Mardel se rio con ganas.
—¿Lisboa? ¡A Lisboa le importábamos un comino! —Alzó el índice—. No nos mandaron ni un hombre, ni siquiera un gallina de muestra, ¡no querían saber nada de nosotros!
—Pero, entonces, ¿qué infantería fue ésa?
—La misma de siempre, hombre, los que ya estaban ahí.
—¿Ah, sí? ¿Y cómo reaccionó la gente?
—Mal, como se puede imaginar. Hubo varias sublevaciones, hasta de la Brigada del Miño, y se produjo incluso un incidente del que no quiero hablar.
Afonso se mostró curioso.
—¿Incidente? ¿Qué incidente?
—Ya le he dicho que no quiero hablar de eso.
—Vamos, cuénteme. Ya que ha mencionado el asunto, ¡cuente todo lo que pasó, caramba! No me deje en ascuas, eso no se hace.
Mardel vaciló. Respiró hondo, se inclinó sobre la mesa y bajó la voz.
—Lo que le voy a contar no debe saberse, ¿entiende? No debe saberse.
—Muy bien, cerraré el pico, quédese tranquilo.
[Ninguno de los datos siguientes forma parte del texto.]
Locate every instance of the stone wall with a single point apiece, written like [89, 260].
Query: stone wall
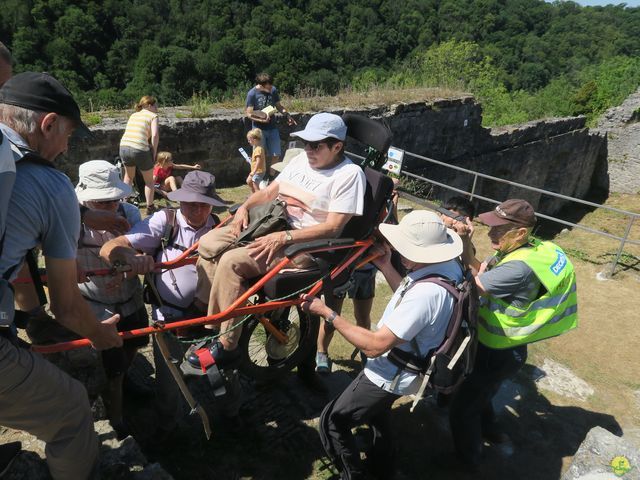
[622, 126]
[560, 155]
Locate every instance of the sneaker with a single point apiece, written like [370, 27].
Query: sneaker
[8, 453]
[323, 363]
[220, 355]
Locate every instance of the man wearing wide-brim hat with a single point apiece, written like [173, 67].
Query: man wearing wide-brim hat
[143, 246]
[528, 290]
[417, 312]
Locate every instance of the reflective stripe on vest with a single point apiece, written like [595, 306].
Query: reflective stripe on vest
[502, 325]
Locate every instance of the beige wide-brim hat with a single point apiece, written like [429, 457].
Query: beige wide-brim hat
[422, 237]
[99, 180]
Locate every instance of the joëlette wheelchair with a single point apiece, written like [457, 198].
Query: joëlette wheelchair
[276, 333]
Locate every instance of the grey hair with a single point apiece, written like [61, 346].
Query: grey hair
[25, 121]
[22, 120]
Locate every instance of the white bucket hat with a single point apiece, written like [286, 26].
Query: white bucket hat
[321, 126]
[422, 237]
[100, 180]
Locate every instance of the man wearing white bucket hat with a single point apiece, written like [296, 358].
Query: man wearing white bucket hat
[100, 188]
[417, 314]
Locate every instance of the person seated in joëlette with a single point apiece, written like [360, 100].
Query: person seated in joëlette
[322, 189]
[162, 237]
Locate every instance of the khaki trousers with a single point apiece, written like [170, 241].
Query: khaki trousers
[223, 278]
[39, 398]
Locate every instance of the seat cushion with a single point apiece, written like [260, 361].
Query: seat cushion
[286, 283]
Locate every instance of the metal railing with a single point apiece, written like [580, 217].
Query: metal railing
[472, 194]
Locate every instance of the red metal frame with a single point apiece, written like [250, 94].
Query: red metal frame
[238, 308]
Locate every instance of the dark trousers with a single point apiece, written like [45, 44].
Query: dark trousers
[471, 411]
[361, 403]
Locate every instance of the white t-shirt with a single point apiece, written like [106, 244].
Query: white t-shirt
[423, 314]
[312, 193]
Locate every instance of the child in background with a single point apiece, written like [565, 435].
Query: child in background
[258, 159]
[163, 176]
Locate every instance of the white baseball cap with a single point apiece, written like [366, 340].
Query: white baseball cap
[422, 237]
[321, 126]
[100, 180]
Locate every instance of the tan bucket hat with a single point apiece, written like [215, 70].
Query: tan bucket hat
[100, 180]
[422, 237]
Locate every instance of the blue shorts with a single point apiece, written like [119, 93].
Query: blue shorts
[271, 141]
[364, 284]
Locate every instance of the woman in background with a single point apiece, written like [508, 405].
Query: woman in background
[163, 177]
[139, 146]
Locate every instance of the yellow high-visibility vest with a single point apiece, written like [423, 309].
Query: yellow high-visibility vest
[501, 325]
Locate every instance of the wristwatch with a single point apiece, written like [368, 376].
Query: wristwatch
[287, 236]
[332, 316]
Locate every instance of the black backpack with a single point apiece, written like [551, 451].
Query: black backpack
[445, 367]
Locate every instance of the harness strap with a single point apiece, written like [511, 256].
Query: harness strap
[206, 359]
[414, 362]
[35, 276]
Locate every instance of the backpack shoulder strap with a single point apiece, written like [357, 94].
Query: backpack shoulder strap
[444, 282]
[169, 227]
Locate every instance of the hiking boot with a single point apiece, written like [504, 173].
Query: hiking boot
[323, 363]
[217, 351]
[8, 453]
[495, 436]
[133, 389]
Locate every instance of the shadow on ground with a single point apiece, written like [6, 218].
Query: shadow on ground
[276, 437]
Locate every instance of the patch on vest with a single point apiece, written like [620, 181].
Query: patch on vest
[559, 264]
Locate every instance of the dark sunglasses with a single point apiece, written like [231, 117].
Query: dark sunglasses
[314, 145]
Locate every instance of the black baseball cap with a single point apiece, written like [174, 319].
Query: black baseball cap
[42, 93]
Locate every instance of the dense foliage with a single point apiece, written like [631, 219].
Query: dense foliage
[526, 58]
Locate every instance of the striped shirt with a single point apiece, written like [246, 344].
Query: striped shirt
[138, 132]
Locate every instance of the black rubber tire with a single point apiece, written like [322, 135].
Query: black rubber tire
[259, 359]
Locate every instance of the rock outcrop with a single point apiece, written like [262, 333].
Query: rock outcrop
[602, 455]
[622, 126]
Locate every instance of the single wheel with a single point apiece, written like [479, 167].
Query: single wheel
[263, 356]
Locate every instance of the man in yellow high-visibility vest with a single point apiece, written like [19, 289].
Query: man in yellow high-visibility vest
[528, 290]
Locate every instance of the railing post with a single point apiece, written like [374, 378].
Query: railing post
[622, 242]
[473, 187]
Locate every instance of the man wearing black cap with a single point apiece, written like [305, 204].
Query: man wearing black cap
[37, 116]
[529, 294]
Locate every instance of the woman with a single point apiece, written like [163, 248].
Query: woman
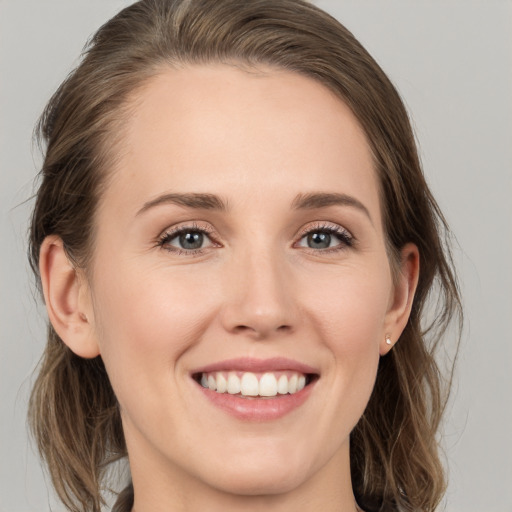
[236, 244]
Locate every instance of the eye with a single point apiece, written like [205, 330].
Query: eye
[187, 239]
[326, 237]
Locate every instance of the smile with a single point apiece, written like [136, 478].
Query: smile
[255, 389]
[251, 384]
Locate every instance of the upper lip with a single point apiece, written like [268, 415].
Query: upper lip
[249, 364]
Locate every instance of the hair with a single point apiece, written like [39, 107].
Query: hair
[73, 412]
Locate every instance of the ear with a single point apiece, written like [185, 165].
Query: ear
[402, 297]
[67, 298]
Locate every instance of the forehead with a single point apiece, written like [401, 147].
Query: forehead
[210, 128]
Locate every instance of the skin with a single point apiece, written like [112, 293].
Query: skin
[257, 140]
Pero cuéntemelo ya.
—Todo ocurrió a mediados de octubre —comenzó Mardel, que se inclinó hacia delante, con un tono muy sigiloso—, más exactamente la noche del día 16, por tanto, a menos de un mes del final de la guerra. En ese momento intentábamos reunir unidades con el objetivo de prepararlas para ir al frente de combate; era un esfuerzo destinado a reorganizar el CEP. Ahora bien, los soldados del reconstruido batallón 11/17 se enteraron de esas intenciones y cogieron las armas durante el vivaque. Que no irían, que ni pensar en meterse en esa carnicería, que mandasen a otros, que ya habían hecho más que suficiente, que en realidad querían volver a Portugal, que se fuesen todos a freír espárragos y a otros sitios peores, en fin, usted se lo puede imaginar. Pero el comando no toleró semejante desobediencia. Al día siguiente, el 17 de octubre de 1918, nunca más me olvidaré de esa fecha, ese día decidieron actuar en serio. Llamaron a la Infantería 23, cercaron a los revoltosos y, ¡pumba!, los ametrallaron.
Se hizo una pausa.
—¿Qué? —murmuró Afonso, incrédulo—. ¿Qué?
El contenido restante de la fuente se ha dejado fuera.